Twisted Mirror Path Count

Twisted Mirror Path Count

What is this problem about?

The "Twisted Mirror Path Count coding problem" is a complex matrix-based simulation. You are given a grid representing a room with various types of mirrors (e.g., '/', ''). A beam of light enters the room at a specific point. Mirrors reflect the light in new directions. Your goal is to count how many paths or cells the light beam visits, or perhaps how many ways a beam can reach a destination given certain "twists" or changes allowed to the mirrors.

Why is this asked in interviews?

This "Twisted Mirror Path Count interview question" is a favorite for testing "State Management" and "Simulation" logic at companies like Microsoft. It evaluates whether you can handle a complex state $(x, y, direction)$ and correctly implement reflection rules.
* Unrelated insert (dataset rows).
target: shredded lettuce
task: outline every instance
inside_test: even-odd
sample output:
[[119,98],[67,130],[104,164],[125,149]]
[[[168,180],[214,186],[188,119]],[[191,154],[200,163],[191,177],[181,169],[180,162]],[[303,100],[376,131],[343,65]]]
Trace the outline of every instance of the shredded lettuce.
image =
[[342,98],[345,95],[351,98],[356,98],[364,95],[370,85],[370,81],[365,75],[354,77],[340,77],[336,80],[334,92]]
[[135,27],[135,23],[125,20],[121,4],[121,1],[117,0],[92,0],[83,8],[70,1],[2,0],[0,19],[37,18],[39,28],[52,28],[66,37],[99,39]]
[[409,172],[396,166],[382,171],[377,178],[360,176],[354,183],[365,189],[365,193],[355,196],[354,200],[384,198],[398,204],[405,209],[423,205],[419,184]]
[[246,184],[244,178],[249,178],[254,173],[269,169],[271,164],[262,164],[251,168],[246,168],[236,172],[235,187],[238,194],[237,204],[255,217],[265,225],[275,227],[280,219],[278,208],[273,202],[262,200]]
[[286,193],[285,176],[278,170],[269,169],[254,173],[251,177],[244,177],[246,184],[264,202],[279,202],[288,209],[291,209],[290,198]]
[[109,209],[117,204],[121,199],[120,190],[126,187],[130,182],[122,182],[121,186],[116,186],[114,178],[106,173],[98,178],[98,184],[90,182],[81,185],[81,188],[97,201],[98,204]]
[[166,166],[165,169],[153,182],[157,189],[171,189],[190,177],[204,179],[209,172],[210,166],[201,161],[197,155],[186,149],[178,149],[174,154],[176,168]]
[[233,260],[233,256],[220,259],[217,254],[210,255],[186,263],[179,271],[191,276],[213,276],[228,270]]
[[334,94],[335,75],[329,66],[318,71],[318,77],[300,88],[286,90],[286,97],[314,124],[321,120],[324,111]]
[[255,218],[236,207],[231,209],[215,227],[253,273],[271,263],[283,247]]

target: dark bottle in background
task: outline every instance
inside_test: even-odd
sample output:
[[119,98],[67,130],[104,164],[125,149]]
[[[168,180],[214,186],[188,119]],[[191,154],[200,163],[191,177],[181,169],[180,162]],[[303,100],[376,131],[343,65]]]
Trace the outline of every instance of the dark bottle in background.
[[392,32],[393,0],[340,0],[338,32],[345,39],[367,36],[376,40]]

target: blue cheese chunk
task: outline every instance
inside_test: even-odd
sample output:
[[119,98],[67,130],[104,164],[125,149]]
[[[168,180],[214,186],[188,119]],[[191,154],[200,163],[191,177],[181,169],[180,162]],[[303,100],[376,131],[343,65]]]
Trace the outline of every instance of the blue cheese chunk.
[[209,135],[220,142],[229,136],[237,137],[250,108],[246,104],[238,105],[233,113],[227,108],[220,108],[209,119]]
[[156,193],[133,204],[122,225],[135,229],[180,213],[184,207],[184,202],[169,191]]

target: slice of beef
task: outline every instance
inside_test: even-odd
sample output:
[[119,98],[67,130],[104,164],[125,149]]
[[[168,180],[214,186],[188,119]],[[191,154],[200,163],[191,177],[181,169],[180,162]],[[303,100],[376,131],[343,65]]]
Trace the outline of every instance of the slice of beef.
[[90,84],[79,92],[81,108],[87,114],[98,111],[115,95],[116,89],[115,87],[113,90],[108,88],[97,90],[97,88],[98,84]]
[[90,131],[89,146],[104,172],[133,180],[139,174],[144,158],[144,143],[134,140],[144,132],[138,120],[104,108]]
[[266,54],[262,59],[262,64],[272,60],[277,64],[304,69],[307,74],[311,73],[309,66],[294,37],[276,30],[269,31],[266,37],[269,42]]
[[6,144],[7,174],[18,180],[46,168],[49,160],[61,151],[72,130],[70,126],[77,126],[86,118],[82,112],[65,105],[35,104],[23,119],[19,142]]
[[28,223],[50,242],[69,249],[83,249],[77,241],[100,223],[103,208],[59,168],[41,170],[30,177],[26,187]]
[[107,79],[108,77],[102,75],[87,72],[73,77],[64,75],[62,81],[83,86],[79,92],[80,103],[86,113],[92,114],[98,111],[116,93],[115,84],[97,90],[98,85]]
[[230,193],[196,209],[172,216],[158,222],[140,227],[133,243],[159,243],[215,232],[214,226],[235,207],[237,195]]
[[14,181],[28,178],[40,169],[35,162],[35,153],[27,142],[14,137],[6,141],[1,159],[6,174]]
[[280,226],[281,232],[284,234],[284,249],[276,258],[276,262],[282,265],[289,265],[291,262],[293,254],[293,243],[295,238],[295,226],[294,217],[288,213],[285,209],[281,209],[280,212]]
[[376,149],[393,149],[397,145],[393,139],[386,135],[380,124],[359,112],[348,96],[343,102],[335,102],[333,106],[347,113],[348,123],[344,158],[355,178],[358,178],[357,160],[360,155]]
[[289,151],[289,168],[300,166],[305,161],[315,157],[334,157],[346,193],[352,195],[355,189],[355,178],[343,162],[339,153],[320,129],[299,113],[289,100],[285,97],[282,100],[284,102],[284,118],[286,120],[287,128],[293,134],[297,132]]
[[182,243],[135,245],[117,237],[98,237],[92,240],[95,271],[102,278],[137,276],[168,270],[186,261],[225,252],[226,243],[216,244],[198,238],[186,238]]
It often serves as a proxy for your ability to write clean, modular code for game engines or optical simulation software.

Algorithmic pattern used

The "Array, Matrix, Dynamic Programming interview pattern" or a "BFS/DFS" approach is used. The core of the problem is the state transition: given the current cell $(r, c)$ and the current direction (North, South, East, West), the mirror at that cell determines the new direction. You then move to the next cell $(r', c')$ in that new direction. To avoid infinite loops, you must keep track of visited states $(r, c, direction)$.

Example explanation

Grid with a '/' mirror at (2, 2):

1. Beam enters from the West moving East towards (2, 2).
2. At (2, 2), a '/' mirror reflects East to North.
3. The new state is (2, 2, North).
4. Move to (1, 2) and continue. If there was a '' mirror, East would reflect to South. The path continues until the beam leaves the grid boundaries.

Common mistakes candidates make

A major error in the "Twisted Mirror Path Count coding problem" is not tracking the direction in the "visited" set. A beam can visit the same cell multiple times from different directions; only the combination of (cell, direction) is truly a repeat state. Another mistake is hardcoding the reflection logic in a way that is difficult to debug or extend.

Interview preparation tip

For simulation problems like this, use a dictionary or a small helper function to map (current_direction, mirror_type) to new_direction. This makes your code much cleaner and easier to reason about than a long sequence of nested if-else statements.